Et en plus nous sommes au premier étage et au premier rang.

Et avons un repas inclus.

Déçus hein ? Vous vous attendiez, cruels lutins que vous êtes, à nous voir souffrir dans des sièges trop petits, de l’eau rentrant pas les trous de rouille, entourés de durians bien mûrs, avec une sono à fond nous passant les dernières créations thaïlandaise en matière de musique à l’eau de rose?

Et bien non, nous sommes luxes. Il y a des écrans plats sagement éteints. Et ça sent bon le déodorant à bus.

Et la clim nous rafraîchit.

Luxes je vous dis !

Puis le bus part, lentement, le chauffeur est prudent, calme, pas Indonésien ni Philippin. Sa conduite nous berce.

Il ne pleut pas. Il fait frais.

Très frais même.

Mais prévoyants ils nous ont donné une couverture.

Qui en fait ne suffira pas. Un froid polaire envahit le bus. Tout le monde est caché intégralement sous sa fine couverture. Une doudoune, un bonnet et des gants seraient bienvenus, mais hélas, ils sont au fond de la soute à bagage.

Une fine couche de givre couvre les vitres. Un bon entraînement pour l’Annapurna.

Mais la chance que nous avons c’est que le trajet n’est pas super long. 11h seulement.

11 heures pendant lesquelles nous essayerons toutes les positions possibles pour éviter le blizzard suintant de tous les pores du bus. Les bouches de la clim bien sûr, mais également, les enceintes, les lampes, et j’ai même eu parfois l’impression que du froid sortait des sièges.

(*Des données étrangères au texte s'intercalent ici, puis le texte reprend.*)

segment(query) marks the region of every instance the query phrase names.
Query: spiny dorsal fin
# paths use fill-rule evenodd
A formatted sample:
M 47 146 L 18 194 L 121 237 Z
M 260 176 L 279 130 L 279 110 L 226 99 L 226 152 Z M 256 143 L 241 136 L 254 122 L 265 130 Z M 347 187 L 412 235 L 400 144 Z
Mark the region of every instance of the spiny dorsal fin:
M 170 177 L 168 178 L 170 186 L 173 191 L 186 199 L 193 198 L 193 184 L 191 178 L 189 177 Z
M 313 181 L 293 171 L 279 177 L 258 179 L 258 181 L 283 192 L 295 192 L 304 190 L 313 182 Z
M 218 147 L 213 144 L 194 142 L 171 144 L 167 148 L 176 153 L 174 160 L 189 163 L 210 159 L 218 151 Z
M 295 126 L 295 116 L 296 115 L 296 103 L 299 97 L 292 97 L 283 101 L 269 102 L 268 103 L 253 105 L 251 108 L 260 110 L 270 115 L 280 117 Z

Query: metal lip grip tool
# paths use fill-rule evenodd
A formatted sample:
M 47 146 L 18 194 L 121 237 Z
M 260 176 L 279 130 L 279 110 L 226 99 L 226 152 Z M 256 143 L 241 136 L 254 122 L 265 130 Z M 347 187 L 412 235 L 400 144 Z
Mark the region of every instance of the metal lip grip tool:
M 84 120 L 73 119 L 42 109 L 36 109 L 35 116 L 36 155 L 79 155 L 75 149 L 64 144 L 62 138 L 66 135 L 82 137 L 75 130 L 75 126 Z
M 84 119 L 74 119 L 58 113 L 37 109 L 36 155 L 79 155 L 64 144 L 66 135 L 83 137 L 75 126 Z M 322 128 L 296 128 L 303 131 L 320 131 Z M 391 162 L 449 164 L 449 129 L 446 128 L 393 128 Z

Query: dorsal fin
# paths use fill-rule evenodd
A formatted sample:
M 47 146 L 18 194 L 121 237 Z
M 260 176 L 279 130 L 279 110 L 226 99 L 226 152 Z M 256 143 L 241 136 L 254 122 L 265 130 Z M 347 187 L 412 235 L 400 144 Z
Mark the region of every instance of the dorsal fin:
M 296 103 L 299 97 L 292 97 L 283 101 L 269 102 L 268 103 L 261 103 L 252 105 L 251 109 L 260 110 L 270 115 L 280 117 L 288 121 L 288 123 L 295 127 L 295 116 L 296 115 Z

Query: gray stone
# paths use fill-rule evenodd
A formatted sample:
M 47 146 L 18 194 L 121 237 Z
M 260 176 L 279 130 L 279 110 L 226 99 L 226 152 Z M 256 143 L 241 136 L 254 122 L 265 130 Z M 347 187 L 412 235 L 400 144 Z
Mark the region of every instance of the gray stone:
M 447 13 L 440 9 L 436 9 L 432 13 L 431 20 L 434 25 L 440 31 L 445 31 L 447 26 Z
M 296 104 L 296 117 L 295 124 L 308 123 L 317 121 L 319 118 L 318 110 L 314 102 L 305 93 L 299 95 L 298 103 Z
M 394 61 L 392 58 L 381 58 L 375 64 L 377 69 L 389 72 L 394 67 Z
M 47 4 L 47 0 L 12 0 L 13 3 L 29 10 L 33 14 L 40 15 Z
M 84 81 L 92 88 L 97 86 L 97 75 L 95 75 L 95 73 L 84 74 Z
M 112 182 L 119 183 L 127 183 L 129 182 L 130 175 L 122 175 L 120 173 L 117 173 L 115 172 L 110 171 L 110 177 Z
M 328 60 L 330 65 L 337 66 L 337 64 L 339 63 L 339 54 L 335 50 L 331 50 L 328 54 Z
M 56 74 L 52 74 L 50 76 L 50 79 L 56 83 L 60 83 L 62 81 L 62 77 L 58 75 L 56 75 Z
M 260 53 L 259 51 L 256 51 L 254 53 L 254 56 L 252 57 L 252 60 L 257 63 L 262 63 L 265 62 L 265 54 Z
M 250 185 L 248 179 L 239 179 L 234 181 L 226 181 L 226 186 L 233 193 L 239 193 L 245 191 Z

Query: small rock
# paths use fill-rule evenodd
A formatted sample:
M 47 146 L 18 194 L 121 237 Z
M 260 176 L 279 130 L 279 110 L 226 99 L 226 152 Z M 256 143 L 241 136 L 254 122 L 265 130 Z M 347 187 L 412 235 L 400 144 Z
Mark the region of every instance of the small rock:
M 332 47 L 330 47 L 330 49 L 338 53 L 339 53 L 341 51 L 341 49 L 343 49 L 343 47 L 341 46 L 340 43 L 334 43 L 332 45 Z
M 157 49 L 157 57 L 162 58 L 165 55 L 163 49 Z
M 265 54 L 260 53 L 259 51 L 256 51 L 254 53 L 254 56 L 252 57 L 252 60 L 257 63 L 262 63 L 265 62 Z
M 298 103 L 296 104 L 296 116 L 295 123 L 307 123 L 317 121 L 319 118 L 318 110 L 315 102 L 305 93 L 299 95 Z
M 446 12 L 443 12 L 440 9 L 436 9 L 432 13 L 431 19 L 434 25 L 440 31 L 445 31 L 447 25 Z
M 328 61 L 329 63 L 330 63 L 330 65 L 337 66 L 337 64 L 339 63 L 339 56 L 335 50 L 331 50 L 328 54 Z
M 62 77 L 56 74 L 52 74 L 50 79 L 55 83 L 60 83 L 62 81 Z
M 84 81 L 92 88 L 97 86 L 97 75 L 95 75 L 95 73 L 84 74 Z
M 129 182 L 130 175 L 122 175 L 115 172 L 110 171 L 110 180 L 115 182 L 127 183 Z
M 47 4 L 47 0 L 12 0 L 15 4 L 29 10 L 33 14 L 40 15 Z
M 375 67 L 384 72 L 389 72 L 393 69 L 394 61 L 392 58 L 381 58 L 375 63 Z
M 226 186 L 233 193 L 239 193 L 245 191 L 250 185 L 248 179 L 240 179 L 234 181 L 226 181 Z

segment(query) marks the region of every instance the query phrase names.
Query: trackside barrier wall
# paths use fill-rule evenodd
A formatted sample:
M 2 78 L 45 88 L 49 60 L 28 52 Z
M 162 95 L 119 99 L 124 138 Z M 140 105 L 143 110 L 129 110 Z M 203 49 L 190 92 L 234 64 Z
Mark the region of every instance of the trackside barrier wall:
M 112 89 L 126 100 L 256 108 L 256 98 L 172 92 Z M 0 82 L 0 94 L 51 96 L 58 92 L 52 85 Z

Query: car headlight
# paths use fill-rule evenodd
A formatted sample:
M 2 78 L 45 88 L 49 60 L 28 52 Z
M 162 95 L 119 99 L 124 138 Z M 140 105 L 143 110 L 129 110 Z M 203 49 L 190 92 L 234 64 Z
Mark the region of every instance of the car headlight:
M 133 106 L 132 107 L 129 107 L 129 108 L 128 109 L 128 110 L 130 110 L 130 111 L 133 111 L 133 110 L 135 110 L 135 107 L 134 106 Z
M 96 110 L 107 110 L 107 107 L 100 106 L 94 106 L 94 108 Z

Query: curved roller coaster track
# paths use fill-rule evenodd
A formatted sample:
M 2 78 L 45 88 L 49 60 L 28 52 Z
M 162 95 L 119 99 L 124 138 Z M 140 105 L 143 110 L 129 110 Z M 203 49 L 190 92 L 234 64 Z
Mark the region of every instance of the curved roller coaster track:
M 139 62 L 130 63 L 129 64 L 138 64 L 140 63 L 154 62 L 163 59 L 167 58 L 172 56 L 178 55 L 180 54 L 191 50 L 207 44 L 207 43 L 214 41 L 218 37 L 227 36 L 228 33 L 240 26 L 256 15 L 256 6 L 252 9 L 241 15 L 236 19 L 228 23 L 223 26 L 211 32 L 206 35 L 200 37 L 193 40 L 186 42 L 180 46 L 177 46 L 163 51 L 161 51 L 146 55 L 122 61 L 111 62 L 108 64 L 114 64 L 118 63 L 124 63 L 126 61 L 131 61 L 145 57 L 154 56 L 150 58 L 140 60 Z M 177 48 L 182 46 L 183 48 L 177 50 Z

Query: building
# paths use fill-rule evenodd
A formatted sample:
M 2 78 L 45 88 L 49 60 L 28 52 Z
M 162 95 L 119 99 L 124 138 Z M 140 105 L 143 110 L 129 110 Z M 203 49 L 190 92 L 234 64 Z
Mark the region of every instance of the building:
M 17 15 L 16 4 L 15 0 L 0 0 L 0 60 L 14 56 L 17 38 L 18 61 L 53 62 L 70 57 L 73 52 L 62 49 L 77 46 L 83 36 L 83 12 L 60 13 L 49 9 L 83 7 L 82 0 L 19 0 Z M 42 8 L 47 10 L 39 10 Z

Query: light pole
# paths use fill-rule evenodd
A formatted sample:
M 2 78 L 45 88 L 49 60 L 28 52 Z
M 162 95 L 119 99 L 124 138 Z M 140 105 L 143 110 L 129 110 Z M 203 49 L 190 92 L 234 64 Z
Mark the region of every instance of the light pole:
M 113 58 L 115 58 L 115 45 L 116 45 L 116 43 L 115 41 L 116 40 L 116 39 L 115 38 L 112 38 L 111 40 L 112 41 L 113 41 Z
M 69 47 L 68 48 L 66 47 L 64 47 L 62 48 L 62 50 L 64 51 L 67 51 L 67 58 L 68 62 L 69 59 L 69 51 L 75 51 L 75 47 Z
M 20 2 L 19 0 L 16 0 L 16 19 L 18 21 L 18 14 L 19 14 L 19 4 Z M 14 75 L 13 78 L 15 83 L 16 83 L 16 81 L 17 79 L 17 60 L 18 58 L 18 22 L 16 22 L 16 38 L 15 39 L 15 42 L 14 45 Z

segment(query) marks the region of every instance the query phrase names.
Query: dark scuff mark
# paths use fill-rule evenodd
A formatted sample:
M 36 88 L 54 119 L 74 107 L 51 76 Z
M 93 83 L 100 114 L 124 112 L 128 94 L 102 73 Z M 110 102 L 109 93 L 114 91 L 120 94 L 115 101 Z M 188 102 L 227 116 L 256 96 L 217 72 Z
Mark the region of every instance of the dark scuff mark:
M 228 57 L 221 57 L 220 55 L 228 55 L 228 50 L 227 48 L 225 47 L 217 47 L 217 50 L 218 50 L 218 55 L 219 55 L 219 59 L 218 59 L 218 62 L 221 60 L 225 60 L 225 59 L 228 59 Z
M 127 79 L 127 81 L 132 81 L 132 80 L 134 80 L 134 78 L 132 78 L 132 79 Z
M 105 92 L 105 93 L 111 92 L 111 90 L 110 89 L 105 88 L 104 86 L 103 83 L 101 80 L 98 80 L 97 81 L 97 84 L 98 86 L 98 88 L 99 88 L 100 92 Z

Bref 11 heures de joie de vivre dans le compartiment à glace du votre frigo messieurs-dames.

Et caniche sur le caniveau, le repas gratos ! Une brioche à la crème aux œufs industrielle, servie, au moment où l’on s’endormait, vers 1h du mat’.

A notre arrivée à Chiang Mai, malgré tout l’amour que vous avez pour nous, nous n’étions pas super beaux à voir.

Deux Schtroumpfs géants, dont les articulations, gelées grinçaient à chaque pas, les yeux rouges et incroyablement petits.

Bref des zombies.

Est-ce que ça valait le coup ? Oui, parce que Chiang Mai est une super ville.

Est-ce mieux qu’en scooter ? Plus rapide, mais honnêtement, non, pas mieux.

Bref nous voilà, dans notre Guesthouse, pas chère, sympa et très bien située (comme quoi le Lonely Planet ne dit pas exclusivement des conneries).

Pour de nouvelles découvertes, à venir très vite sur vos écrans.

Bonne plage les gars, vous pouvez reprendre la lecture de votre « Voici ! » au bord de la méditerranée.